Comparison is case-insensitive and trims whitespace
Invalid or empty values return undefined

{ "column": "ENABLED", "type": "boolean" }

`"date"`

Supports two formats:

Excel-style serial numbers (e.g. 45401 → "2024-05-04")
Plain date strings (e.g. "01/01/1890")

Output is always ISO-8601: "YYYY-MM-DD"

{ "column": "ESTYMD", "type": "date" }

`"constant"`

You can skip column entirely and use a constant:

{ "constant": "Branch" }

This is useful for setting fixed "type" values or flags within the output.

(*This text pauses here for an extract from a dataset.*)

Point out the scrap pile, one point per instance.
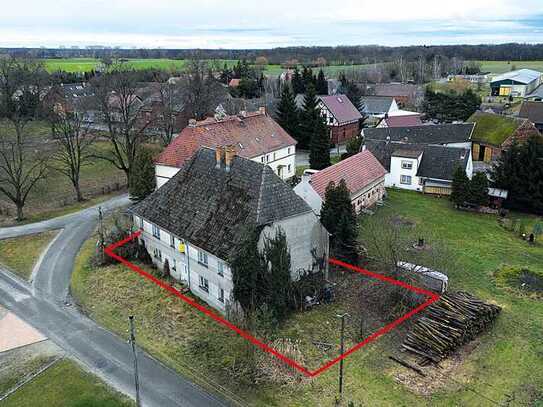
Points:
(455, 319)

Undefined and Null Handling

If a value is empty ('') or the string "NULL", it is treated as undefined and excluded from the output entirely.

Strategic benefits

This format has a number of strategic benefits:

Captures semantic structure and identity
Aligns flat data to knowledge graph–ready shapes
Integrates cleanly with JSON-LD contexts and vocabularies
Enables validation via JSON Schema
Facilitates automation in ETL, modeling, and governance pipelines

By using declarative mappings and semantic paths, this approach turns traditional tabular data into structured, interoperable knowledge assets.

Example

This input CSV

ID,NAME,AGE,ACTIVE,START
001,Alice,30,TRUE,44561
002,Bob,25,false,01/01/2020
003,Carol,NULL,,NULL

When converted with this mapping:

{
    "type[]": { "constant": "Document" },
    "people[{@ID}].id": { "column": "ID", "type": "string" },
    "people[{@ID}].name": { "column": "NAME", "type": "string" },
    "people[{@ID}].age": { "column": "AGE", "type": "number" },
    "people[{@ID}].active": { "column": "ACTIVE", "type": "boolean" },
    "people[{@ID}].startDate": { "column": "START", "type": "date" }
}

Produces this JSON:

{
  "type": [
    "Document"
  ],
  "people": {
    "001": {
      "id": "001",
      "name": "Alice",
      "age": 30,
      "active": true,
      "startDate": "2021-12-31"
    },
    "002": {
      "id": "002",
      "name": "Bob",
      "age": 25,
      "active": false,
      "startDate": "2019-12-31"
    },
    "003": {
      "id": "003",
      "name": "Carol"
    }
  }
}

This mapping:

Uses the syntax people[{@ID}] to produce a map where each key is the row’s ID, and the value is the corresponding person object.
Assigns structured fields such as id, name, age, active, and startDate using the corresponding CSV columns
Applies type coercion:
- "age" is parsed as a number
- "active" is interpreted as a boolean (e.g. "TRUE" → true, "false" → false)
- "startDate" is parsed as a date, supporting both Excel serial numbers and human-readable formats
Skips any fields with "NULL" or empty values to avoid populating invalid or meaningless data
Annotates the document with a top-level type of "Document" via a constant assignment

Observations:

"type" is a constant applied at the root.
"people" is keyed by the value of ID.
"age", "active", and "startDate" are omitted for Carol because they are "NULL" or blank and thus coerced to undefined.
Excel serial 44561 (row 1) becomes "2021-12-31".
"01/01/2020" string is parsed as "2020-01-01" in ISO format.
"false" (case-insensitive) becomes boolean false.